RIM also is in the process of extending Avaya Inc.'s voice-over-IP applications to the BlackBerry over wireless LANs, letting people use desktop calling features such as hold, forward, and transfer on their BlackBerrys.
This week, RIM will unveil its second-quarter results, and analysts expect it to be another strong showing. In its first quarter, ended May 28, RIM reported revenue of $453.9 million, up 68% from $269.6 million in the same quarter a year earlier. The total number of BlackBerry subscribers in the quarter increased by approximately 592,000 to about 3.1 million.
Companies expanding their RIM deployments will help that number grow. The IT staff at Skanska USA Building Inc., a general contracting and construction management company, has been using BlackBerrys for nearly two years. It began rolling out the devices companywide four months ago, and more than 1,000 employees are now onboard. Contractors and superintendents rely heavily on the project-management function, which is integrated into E-mail. The BlackBerry also integrates with Skan- ska's CRM application.

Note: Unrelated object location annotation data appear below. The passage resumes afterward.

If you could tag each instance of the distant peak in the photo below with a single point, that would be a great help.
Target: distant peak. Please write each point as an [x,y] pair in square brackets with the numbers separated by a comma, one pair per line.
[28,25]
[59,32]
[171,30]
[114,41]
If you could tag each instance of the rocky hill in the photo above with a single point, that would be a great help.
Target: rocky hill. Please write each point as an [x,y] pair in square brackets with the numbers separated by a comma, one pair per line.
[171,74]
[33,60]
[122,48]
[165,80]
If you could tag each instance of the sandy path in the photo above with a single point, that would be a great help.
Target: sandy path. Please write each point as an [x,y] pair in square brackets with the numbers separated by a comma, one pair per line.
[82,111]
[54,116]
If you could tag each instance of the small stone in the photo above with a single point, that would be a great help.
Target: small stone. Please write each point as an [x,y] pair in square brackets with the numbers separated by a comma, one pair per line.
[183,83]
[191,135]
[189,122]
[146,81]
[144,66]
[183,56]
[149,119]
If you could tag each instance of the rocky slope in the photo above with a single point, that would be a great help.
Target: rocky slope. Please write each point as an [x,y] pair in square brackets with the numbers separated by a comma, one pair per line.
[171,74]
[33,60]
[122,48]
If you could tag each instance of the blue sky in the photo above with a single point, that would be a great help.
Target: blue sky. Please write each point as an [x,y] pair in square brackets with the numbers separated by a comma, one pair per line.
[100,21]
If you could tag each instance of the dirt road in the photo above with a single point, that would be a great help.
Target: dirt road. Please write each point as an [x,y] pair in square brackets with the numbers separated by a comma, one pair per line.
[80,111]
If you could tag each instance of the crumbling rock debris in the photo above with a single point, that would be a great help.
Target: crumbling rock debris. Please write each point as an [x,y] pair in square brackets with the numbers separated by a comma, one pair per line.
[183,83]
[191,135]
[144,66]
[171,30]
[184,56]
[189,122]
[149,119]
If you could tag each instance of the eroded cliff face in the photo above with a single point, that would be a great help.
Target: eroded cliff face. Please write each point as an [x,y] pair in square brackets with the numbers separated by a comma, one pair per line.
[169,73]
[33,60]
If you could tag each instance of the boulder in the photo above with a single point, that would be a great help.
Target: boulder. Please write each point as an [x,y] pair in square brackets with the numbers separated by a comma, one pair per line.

That's invaluable, because an average job has to be completed over a period of 18 months, often with 500 retrofits.
Some of Skanska's job sites already are reporting a more than 10% increase in productivity since they started using BlackBerrys. "Our BlackBerrys make the tools that are critical to us mobile," Skanska CIO Chris Stockley says. "It helps us make fast decisions. And the faster we can make good decisions, the less delay we'll have that cost our customers money."